In 1 July 2021, the Defamation Amendment Act 2020 brought into force several changes to NSW’s Defamation Act 2005.

One noteworthy reform (see ‘Defamation law and the new serious harm test’, 81 Law Society of NSW Journal, September 2021, p80 for another one) is the new s 29A; s 29A(1) states it is a defence to the publication of defamatory matter if the defendant proves that:

  1. ‘the matter concerns an issue of public interest, and
  2.  the defendant reasonably believed that the publication of the matter was in the public interest.’

Section 29A(2) states all the circumstances of the case must be taken into account, but s 29A(3) states a court may take into account one or more of the nine factors listed, if it considers any of them applicable. To ensure s 29A(3) is not used as a checklist, s 29A(4) stresses that s 29A(3) does not require each factor to be taken into account or limit the matters that may be taken into account. Finally, in trying to clear up the hitherto vexing question as to whether the jury or judge decides ‘reasonableness’ in qualified privilege (see e.g. Fairfax v Gayle [2019] NSWCA 172), s 29A(5) states this defence is to be determined by the jury, if there is one.

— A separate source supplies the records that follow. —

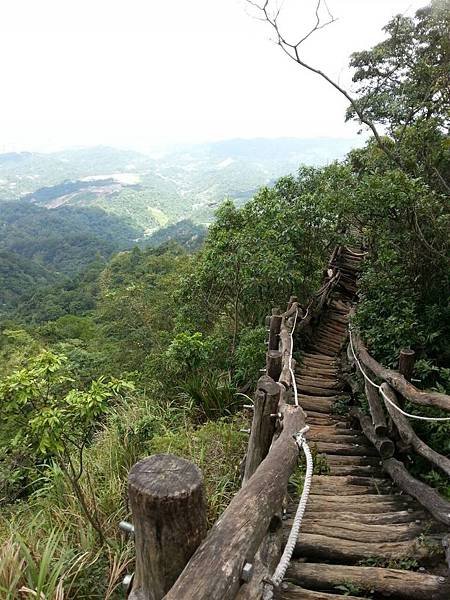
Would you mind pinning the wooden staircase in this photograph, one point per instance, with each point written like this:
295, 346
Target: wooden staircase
361, 537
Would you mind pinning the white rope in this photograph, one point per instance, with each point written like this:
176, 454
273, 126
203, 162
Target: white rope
355, 253
375, 385
280, 571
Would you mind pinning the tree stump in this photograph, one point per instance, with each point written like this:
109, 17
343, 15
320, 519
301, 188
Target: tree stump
169, 514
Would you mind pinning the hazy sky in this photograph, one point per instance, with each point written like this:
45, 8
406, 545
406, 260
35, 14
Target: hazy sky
140, 73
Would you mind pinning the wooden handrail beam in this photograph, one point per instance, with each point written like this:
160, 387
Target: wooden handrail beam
397, 380
214, 572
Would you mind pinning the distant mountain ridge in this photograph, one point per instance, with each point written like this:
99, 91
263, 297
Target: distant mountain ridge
148, 192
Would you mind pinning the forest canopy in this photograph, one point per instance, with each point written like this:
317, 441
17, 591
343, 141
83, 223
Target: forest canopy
145, 349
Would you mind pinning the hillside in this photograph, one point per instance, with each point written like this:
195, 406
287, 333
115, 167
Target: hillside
149, 192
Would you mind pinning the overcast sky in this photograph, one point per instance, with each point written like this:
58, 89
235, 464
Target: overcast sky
144, 73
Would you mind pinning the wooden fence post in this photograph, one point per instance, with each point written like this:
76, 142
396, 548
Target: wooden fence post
406, 362
274, 329
169, 515
267, 398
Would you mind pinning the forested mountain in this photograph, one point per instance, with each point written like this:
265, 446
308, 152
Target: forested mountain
117, 350
148, 192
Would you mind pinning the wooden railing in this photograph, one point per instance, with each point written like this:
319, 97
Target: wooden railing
243, 547
389, 429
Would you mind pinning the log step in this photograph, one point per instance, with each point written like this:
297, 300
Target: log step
294, 592
405, 585
313, 545
344, 449
359, 532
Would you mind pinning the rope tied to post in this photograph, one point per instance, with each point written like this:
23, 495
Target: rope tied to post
380, 389
280, 571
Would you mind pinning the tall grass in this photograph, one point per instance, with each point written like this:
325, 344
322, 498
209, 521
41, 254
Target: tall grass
47, 548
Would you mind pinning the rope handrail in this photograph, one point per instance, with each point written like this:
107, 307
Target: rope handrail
380, 389
278, 576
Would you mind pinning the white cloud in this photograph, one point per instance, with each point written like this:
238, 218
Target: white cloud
141, 73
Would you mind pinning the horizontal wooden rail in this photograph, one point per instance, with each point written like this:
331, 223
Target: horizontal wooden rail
398, 381
215, 571
374, 428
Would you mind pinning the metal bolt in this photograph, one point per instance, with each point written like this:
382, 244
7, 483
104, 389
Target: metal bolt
247, 572
127, 527
127, 582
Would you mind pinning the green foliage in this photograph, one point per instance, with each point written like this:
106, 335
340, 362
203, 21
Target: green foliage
217, 448
48, 417
211, 395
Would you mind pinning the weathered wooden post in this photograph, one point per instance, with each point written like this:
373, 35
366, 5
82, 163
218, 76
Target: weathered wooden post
169, 515
274, 329
267, 398
406, 362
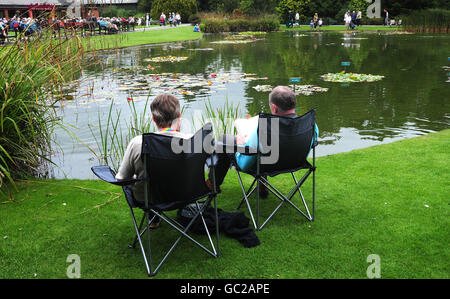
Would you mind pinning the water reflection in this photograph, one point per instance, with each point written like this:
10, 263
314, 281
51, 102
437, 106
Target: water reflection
412, 99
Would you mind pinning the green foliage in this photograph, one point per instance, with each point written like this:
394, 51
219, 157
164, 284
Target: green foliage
144, 6
255, 7
114, 11
431, 20
186, 8
300, 6
32, 75
361, 5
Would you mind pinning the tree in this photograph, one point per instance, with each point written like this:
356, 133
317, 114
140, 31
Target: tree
361, 5
144, 5
300, 6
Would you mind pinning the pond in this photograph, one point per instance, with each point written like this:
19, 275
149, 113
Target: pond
412, 99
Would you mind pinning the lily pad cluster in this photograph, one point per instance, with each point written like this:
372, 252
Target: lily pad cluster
181, 83
306, 90
344, 77
168, 58
239, 39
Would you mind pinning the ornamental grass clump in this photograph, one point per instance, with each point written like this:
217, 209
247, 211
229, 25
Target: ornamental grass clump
33, 70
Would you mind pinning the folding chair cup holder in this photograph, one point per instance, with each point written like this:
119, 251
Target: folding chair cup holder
163, 167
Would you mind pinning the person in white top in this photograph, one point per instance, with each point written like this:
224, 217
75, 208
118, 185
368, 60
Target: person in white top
167, 117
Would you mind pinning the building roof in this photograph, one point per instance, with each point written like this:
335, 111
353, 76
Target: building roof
97, 2
29, 2
64, 2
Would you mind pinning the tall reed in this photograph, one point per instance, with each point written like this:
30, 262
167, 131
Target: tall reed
32, 72
113, 136
428, 21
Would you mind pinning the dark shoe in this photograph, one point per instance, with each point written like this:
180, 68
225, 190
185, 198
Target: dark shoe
263, 191
155, 223
210, 186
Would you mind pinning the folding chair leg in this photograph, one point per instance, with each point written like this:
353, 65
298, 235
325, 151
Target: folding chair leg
138, 235
246, 200
249, 193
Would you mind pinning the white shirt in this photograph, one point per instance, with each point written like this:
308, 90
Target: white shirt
132, 165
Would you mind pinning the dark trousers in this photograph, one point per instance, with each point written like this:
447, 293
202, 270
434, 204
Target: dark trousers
225, 159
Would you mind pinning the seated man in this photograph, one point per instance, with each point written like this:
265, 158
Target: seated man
282, 101
167, 117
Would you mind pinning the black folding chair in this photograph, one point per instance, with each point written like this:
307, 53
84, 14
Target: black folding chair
173, 180
295, 140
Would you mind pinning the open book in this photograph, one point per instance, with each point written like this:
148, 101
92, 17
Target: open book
245, 126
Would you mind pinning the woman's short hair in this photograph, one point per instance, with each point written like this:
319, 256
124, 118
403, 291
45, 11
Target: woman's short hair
283, 97
165, 109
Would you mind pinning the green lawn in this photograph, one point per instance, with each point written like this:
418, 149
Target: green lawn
121, 40
390, 200
339, 28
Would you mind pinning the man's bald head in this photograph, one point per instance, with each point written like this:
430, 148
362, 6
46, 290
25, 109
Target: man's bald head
283, 97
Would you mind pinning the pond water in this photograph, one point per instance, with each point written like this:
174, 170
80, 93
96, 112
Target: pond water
411, 100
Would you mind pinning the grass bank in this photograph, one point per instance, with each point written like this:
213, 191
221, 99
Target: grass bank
390, 200
138, 38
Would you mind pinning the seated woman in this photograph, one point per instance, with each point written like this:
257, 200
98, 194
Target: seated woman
196, 28
166, 114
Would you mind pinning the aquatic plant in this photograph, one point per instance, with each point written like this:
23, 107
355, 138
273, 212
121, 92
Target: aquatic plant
427, 21
344, 77
32, 73
111, 137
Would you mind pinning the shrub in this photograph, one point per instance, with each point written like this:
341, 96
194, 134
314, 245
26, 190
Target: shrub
431, 20
194, 18
217, 24
186, 8
372, 21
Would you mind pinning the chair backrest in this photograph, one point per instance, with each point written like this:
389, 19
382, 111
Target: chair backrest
295, 137
176, 177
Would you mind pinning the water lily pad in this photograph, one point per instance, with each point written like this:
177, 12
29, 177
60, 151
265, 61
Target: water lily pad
299, 89
168, 58
350, 77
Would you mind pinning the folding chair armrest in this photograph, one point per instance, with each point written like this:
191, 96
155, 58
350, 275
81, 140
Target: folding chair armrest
108, 175
236, 148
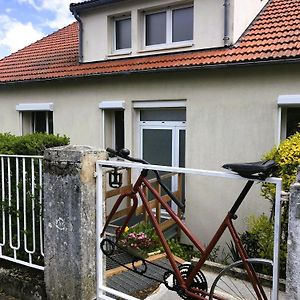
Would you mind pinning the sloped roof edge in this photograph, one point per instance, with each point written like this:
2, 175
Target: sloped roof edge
91, 4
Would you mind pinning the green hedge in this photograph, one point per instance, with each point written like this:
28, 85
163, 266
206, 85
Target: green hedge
30, 144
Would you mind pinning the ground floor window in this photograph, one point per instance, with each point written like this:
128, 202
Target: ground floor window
292, 120
36, 117
162, 139
113, 130
288, 116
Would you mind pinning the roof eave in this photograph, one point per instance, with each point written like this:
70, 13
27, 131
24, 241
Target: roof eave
162, 70
78, 7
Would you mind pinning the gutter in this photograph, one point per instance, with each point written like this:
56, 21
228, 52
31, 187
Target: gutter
226, 23
158, 71
77, 17
92, 4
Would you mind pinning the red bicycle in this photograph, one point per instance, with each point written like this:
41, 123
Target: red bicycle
187, 279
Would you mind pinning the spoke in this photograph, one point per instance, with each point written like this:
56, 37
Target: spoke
229, 287
247, 287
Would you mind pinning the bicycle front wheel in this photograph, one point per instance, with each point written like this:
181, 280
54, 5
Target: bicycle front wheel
233, 282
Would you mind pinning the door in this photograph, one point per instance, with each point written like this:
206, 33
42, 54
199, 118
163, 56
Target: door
163, 142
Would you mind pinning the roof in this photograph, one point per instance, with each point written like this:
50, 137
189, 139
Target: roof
273, 37
91, 3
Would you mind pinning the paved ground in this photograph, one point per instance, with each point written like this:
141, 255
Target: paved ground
4, 297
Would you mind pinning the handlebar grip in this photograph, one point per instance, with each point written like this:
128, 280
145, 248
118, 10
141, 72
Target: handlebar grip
124, 153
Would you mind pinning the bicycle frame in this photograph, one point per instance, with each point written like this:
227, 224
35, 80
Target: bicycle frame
205, 251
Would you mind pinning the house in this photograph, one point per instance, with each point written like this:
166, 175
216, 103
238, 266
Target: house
194, 83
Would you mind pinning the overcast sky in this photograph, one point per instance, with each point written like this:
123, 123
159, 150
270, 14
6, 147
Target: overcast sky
25, 21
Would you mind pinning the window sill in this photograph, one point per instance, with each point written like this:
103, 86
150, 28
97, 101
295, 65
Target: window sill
166, 47
119, 54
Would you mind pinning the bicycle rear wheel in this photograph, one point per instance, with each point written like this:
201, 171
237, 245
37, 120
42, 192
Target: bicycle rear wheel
233, 282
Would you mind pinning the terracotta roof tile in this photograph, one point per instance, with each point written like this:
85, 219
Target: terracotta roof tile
275, 35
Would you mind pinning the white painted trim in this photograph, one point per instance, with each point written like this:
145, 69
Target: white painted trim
169, 29
288, 100
159, 104
279, 133
124, 50
34, 107
112, 105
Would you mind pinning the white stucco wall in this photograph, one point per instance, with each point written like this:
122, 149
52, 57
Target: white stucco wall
208, 25
98, 31
231, 117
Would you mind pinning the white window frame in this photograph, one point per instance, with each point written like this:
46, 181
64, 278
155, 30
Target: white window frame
284, 102
114, 46
110, 106
32, 108
33, 116
169, 30
175, 126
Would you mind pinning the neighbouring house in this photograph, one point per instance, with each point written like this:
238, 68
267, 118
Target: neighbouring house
194, 83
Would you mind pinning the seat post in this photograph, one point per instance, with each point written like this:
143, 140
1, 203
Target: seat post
241, 197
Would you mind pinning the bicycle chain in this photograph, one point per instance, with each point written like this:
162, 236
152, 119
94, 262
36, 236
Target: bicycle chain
109, 252
198, 282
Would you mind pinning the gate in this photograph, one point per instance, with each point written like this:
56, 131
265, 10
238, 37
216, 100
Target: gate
21, 210
103, 291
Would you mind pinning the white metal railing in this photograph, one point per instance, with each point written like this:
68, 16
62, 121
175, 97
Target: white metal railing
102, 288
21, 210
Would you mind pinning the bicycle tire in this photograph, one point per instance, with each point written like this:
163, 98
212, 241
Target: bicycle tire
233, 283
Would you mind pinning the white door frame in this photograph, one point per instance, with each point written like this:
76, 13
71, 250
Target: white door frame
175, 126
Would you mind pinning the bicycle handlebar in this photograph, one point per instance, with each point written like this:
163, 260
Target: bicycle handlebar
124, 153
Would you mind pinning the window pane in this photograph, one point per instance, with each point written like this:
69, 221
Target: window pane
50, 119
182, 22
156, 28
163, 115
123, 34
40, 121
119, 130
293, 121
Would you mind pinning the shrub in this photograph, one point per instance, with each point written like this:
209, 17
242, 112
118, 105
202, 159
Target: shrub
287, 158
258, 240
30, 144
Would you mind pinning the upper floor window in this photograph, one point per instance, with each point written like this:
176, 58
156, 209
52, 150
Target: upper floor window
173, 25
122, 34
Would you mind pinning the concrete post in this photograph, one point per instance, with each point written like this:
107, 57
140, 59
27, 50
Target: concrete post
69, 222
293, 257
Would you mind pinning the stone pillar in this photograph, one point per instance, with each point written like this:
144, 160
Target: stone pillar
69, 222
293, 257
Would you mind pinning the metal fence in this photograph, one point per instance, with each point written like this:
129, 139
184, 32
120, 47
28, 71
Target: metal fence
103, 291
21, 210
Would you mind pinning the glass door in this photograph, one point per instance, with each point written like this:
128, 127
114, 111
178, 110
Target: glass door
164, 144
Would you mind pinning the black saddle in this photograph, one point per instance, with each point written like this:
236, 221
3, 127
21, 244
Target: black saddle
259, 170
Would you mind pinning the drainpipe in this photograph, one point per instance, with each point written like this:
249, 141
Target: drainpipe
226, 23
77, 17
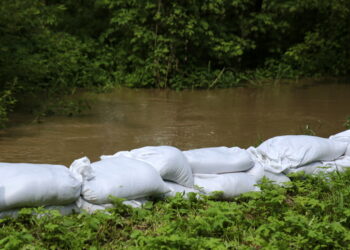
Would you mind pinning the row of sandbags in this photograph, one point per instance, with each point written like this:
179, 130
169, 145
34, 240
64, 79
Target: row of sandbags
162, 171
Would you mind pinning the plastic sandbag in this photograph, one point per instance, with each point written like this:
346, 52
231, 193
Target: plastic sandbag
311, 168
218, 160
291, 151
339, 165
168, 161
231, 185
120, 177
63, 210
176, 188
32, 185
257, 171
344, 137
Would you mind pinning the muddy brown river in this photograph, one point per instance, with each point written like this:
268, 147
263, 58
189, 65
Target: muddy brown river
127, 119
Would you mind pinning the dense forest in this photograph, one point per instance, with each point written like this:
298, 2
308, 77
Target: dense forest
51, 48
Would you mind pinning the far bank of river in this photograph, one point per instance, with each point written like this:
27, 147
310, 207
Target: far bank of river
129, 118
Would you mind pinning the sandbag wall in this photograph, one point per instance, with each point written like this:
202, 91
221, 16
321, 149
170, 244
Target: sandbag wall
162, 171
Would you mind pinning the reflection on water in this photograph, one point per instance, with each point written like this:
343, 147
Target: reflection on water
127, 119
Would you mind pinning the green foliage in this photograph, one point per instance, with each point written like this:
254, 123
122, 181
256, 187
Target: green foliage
311, 212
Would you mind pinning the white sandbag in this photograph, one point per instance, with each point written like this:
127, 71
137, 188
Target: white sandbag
176, 188
168, 161
63, 210
279, 179
231, 185
311, 168
31, 185
344, 137
292, 151
339, 165
218, 160
257, 172
120, 177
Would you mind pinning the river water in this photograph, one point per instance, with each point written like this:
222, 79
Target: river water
128, 118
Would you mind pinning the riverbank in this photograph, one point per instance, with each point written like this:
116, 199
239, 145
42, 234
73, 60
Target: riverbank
310, 212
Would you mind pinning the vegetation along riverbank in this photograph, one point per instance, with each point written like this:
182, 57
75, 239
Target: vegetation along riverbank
51, 48
309, 212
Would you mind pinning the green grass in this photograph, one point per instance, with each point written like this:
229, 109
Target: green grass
311, 212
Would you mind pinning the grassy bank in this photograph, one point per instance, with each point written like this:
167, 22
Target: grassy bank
311, 212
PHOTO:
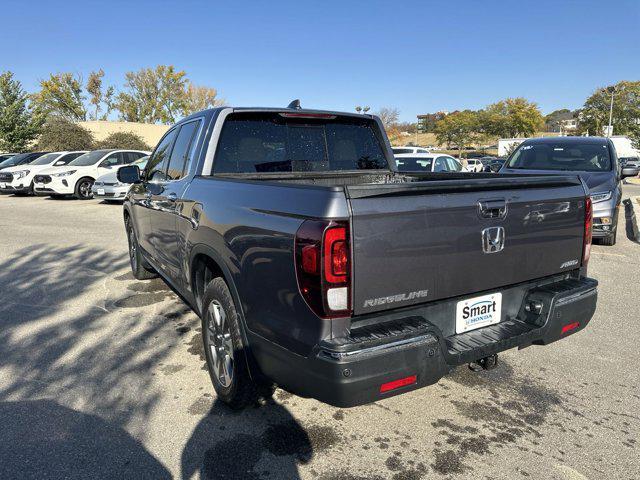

In the Second Reading Speech and the Explanatory Notes to the Amendment Act, the Government has said the object of this defence is ensuring defamation law does not ‘place unreasonable limits on freedom of expression and, in particular, on the publication and discussion of matters of public interest and importance’ (Notes, p 10) and also says, like serious harm, that this new defence is ‘comparable… to the defence in the UK Defamation Act’ (see Notes, p 9, and Speech).